The lower set of tentacles act as olfactory organs (better to smell with, my dear... and actually taste with as well!) Both sets of tentacles are retractable in land snails. Muscles are used to withdraw them, but blood pressure extends them.
Other interesting facts about Giant African Land snails are:
• they grow to 70 mm by the end of their first year, by which time they can reproduce.
• they are hermaphrodites, having reproductive organs normally associated with both male and female sexes, a normal condition for snails, enabling a form of sexual reproduction in which both partners can act as the "female" or "male".
• Each snail can lay up to 1000 eggs per year with clutches ranging from 100 – 400 eggs
• Growth is slow after the first year with snails living on average 5-6 years to a maximum of 9 years.

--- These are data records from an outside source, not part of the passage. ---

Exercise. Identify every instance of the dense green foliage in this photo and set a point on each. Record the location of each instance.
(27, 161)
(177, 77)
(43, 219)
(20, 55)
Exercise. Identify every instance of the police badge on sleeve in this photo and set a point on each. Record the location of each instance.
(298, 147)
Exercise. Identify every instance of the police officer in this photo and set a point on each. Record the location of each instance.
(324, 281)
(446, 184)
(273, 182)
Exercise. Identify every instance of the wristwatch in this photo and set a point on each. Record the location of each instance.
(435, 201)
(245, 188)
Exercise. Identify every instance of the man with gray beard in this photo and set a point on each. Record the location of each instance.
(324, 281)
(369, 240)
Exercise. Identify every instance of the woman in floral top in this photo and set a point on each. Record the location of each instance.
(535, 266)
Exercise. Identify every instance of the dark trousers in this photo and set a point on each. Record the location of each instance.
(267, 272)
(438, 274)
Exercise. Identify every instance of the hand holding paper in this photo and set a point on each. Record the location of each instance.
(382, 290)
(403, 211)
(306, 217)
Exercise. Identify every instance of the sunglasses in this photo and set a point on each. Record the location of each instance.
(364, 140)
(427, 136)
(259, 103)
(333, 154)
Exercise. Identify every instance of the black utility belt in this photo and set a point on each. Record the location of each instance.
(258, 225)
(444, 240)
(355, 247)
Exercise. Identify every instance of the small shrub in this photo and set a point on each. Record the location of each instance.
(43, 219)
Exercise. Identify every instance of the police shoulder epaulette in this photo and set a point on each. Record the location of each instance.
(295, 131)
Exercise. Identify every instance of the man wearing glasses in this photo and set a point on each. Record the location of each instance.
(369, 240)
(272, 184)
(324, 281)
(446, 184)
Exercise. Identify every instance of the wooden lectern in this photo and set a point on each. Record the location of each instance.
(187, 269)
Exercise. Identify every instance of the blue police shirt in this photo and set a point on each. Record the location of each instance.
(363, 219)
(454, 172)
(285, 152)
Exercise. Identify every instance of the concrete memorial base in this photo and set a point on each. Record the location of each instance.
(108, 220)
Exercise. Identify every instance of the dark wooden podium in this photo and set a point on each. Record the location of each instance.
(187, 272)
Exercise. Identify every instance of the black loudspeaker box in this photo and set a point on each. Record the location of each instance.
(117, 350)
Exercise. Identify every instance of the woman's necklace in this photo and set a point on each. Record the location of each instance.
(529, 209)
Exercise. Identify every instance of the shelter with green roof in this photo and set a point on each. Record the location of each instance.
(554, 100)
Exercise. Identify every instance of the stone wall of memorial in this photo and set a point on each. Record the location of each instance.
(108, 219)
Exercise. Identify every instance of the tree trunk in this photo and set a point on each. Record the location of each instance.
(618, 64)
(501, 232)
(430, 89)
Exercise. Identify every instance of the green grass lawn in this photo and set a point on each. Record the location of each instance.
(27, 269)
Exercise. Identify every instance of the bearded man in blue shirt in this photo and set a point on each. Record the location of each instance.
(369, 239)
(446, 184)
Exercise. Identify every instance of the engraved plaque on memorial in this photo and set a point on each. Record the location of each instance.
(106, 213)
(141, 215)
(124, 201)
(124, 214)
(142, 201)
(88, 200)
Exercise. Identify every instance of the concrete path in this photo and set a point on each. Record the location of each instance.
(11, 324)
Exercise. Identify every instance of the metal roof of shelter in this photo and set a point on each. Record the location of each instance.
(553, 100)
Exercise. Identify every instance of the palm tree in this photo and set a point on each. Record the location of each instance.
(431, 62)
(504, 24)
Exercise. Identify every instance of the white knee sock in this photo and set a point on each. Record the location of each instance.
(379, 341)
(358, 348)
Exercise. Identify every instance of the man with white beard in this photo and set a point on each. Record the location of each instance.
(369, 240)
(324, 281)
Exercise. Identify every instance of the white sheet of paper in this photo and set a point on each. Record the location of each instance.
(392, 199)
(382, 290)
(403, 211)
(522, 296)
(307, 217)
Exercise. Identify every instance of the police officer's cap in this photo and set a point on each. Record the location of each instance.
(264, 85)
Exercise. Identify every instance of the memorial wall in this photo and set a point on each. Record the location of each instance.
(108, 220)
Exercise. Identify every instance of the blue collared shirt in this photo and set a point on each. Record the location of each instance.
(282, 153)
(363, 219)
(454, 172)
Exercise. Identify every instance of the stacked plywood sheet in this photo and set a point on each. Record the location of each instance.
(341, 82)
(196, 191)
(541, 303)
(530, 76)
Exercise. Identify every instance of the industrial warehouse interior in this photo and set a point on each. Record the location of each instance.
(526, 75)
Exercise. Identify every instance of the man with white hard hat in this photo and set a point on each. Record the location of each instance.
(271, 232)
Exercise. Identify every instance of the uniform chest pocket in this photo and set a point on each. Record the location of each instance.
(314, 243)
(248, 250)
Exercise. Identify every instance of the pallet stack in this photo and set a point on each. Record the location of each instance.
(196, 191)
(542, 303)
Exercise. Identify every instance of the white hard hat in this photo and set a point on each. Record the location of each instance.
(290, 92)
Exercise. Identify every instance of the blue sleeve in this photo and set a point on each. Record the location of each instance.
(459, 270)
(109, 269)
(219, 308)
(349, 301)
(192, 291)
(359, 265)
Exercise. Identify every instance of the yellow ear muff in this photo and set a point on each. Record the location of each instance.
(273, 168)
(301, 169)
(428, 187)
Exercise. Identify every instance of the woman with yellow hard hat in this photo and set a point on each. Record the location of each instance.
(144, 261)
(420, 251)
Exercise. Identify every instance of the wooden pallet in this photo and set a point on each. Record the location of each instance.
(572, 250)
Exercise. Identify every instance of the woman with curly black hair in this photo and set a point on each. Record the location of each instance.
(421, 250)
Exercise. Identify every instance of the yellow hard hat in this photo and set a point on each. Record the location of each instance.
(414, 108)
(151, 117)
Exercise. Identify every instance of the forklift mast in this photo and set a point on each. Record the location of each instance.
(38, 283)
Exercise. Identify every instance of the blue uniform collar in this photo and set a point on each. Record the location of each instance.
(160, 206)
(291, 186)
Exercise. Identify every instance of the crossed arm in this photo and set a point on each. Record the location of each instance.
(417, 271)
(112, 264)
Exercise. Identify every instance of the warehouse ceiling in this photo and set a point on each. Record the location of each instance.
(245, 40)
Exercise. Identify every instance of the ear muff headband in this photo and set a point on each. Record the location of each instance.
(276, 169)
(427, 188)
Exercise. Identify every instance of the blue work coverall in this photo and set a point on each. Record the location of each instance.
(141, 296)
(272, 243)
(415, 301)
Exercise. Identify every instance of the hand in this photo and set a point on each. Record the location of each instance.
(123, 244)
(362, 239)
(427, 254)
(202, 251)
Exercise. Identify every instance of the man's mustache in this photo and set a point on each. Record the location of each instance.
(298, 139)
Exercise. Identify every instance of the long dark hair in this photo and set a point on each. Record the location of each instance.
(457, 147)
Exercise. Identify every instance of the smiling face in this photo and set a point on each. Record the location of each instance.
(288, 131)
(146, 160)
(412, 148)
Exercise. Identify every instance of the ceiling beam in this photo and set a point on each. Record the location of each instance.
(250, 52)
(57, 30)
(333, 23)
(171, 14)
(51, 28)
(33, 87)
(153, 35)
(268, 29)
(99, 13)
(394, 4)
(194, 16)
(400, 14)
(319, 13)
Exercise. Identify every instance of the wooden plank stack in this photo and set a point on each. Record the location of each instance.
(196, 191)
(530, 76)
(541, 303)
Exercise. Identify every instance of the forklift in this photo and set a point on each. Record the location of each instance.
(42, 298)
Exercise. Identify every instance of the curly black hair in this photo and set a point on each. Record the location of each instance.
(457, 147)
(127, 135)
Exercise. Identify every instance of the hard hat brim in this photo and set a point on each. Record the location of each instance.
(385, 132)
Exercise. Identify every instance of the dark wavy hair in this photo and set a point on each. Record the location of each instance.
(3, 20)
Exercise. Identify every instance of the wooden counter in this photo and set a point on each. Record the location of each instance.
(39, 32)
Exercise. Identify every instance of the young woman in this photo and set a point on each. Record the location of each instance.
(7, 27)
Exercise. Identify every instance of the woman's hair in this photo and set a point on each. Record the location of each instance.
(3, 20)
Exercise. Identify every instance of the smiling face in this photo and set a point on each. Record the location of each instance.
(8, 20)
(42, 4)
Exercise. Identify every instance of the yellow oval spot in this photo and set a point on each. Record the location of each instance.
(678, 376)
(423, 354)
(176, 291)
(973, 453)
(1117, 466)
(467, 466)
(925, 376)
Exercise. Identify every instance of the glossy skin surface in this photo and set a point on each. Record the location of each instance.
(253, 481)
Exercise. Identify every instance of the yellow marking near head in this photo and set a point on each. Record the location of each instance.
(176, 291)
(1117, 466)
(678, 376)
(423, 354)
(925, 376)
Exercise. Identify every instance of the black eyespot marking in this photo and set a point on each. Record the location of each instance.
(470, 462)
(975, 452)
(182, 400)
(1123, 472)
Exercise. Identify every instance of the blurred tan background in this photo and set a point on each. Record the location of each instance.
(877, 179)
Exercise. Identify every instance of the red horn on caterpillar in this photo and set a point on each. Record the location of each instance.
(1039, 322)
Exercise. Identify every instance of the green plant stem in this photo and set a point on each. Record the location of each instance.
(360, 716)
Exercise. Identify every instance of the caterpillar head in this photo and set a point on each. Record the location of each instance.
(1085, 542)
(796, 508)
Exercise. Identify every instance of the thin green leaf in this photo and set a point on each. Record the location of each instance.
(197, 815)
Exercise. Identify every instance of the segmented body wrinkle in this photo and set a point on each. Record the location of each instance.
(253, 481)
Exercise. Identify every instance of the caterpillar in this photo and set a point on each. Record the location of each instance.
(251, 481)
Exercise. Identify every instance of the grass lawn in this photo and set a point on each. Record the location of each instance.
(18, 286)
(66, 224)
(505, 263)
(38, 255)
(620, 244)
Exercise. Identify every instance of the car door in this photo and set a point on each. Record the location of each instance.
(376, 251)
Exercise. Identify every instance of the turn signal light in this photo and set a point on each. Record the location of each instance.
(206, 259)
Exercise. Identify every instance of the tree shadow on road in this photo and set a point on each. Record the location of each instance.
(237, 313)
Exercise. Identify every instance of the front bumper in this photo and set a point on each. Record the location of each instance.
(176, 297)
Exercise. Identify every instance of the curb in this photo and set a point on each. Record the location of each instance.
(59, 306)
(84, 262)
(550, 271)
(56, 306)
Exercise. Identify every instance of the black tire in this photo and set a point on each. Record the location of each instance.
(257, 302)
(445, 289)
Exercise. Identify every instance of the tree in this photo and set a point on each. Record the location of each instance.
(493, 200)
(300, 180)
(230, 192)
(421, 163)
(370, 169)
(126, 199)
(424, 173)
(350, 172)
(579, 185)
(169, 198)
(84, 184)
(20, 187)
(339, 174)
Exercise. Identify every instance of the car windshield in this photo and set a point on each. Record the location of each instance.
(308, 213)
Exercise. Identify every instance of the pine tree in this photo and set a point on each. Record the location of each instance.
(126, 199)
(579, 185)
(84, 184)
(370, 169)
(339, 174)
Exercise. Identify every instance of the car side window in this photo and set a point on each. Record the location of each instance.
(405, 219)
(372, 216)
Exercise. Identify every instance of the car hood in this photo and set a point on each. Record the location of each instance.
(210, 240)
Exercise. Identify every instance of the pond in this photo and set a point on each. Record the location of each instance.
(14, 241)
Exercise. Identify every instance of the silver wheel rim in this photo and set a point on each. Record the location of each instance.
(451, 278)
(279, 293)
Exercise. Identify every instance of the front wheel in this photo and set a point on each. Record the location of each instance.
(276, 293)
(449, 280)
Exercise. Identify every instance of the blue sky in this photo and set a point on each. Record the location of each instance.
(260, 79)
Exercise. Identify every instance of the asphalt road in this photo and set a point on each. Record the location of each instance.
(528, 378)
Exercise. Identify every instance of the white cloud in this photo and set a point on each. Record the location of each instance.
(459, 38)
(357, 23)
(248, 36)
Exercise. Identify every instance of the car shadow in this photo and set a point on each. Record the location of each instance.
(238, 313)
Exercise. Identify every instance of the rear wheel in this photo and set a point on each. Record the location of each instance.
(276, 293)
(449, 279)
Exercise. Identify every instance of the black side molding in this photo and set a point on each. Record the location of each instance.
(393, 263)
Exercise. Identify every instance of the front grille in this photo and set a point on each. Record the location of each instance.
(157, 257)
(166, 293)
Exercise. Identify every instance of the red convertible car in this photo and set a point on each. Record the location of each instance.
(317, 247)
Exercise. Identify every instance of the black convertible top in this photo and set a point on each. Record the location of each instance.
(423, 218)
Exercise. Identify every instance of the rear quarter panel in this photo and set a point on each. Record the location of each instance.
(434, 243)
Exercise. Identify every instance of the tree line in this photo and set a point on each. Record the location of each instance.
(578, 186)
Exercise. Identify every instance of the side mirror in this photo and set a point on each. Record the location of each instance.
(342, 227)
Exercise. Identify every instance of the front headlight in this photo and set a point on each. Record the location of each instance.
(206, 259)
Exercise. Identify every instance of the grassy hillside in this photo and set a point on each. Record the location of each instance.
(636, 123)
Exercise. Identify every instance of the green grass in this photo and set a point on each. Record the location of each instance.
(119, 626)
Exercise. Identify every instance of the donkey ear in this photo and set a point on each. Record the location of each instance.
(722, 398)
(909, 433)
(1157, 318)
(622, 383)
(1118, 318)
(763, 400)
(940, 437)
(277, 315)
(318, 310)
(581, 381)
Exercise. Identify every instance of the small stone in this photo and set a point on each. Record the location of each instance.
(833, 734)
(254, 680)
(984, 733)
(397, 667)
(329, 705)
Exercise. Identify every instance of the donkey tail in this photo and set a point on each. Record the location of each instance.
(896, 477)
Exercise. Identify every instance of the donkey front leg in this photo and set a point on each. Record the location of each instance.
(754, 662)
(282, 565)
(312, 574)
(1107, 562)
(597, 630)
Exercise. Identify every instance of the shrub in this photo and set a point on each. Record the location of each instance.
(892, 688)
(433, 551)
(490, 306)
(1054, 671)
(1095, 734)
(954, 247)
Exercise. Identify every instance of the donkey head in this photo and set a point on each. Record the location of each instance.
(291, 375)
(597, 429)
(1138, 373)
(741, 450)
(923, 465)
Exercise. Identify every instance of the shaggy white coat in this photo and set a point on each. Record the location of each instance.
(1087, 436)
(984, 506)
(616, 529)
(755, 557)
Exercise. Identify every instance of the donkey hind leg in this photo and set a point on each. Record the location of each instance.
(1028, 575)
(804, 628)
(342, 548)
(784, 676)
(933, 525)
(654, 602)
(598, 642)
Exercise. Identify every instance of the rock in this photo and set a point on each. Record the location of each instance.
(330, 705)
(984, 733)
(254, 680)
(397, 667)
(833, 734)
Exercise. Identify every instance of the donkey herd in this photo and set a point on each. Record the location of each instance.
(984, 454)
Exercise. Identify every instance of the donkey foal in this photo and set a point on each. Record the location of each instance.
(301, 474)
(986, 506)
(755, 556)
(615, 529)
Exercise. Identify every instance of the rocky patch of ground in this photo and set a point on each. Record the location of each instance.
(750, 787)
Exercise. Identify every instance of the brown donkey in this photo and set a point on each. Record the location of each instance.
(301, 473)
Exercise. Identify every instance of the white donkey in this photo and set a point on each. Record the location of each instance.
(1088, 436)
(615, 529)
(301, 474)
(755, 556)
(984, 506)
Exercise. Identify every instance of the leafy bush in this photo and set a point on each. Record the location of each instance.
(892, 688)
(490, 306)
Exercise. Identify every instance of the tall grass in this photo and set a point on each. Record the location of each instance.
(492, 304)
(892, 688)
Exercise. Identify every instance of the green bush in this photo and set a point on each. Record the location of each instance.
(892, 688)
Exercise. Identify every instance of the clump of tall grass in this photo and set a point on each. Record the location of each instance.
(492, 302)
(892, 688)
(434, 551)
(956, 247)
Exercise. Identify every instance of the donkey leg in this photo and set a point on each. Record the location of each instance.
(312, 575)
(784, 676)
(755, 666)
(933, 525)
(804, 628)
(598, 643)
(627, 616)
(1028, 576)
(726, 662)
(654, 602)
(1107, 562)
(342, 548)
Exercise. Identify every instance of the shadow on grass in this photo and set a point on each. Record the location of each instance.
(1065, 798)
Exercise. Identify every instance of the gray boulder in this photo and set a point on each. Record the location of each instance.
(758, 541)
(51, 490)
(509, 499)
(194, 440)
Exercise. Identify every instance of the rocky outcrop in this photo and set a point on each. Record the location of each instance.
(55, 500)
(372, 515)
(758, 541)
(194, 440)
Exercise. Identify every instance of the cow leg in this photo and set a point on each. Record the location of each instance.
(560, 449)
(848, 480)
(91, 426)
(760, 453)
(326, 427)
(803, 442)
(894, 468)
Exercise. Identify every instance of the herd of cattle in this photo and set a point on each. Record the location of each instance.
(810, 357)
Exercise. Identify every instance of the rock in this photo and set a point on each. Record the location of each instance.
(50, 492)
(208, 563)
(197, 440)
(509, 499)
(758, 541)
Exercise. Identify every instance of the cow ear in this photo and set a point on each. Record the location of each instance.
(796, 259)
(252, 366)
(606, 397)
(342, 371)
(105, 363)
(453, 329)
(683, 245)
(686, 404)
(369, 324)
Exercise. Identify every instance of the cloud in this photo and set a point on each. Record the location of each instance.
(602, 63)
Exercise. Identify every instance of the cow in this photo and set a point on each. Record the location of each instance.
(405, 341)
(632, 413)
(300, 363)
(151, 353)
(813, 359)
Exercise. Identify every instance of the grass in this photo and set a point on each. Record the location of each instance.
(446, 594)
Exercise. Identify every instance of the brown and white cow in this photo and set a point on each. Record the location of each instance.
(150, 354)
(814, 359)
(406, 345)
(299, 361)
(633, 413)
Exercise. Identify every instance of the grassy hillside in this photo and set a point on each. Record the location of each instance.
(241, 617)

• GALS are farmed commercially as popular food items (escargots) and 10s of tonnes of it is consumed in various parts of the world annually.
• As far as protein is concerned, snail meat compares well with traditional sources of protein like chicken meat, pork or beef. The giant escargot substitute is said to be slightly inferior to the European snails as it is ‘rubbery’ and often tastes of swamp. When highly flavoured with garlic, chopped and stuffed into the shells of genuine escargot, however, most of the people eating the African snails are effectively deceived.
Giant African Land snails have an undeserved reputation that they can cause life-threatening infection like serious meningitis in humans. The only way humans have contracted eosinophilic meningoencephalitis disease is by eating the GAS raw, certainly not by handling the snail.
In the wild roughly 10% of GALS are infected by Angiostrongylus cantonensis, also known as a rat lungworm, but in areas with high rodent densities, this can be as high as 50%. If infected, they remain infected for life.
The indirect life cycle of the rat lungworm requires an intermediate host (usually a mollusk) for the development of various larval stages. The adult worms live in the pulmonary arteries and/or the right side of the heart of a rodent definitive host. Eggs laid in the pulmonary artery lodge themselves in the small lung capillaries where they develop into first stage larvae. The mobile first stage larvae migrate into the alimentary tract and pass in the rodent’s faeces. Numerous molluscs, and most commonly land snails and slugs serve as intermediate hosts. The first-stage larvae gain access to the snail/slug either by direct tissue penetration or ingestion of infected rodent faeces. These larvae moult twice in the mollusc muscle tissue where they become second and third-stage larvae. Third stage larvae are considered the “infective” stage and remain encysted in snail muscle tissue for the life of the mollusc or until eaten by a host. In humans, the development of the third stage larvae stalls in the brain, where they die and serve as the source of infection.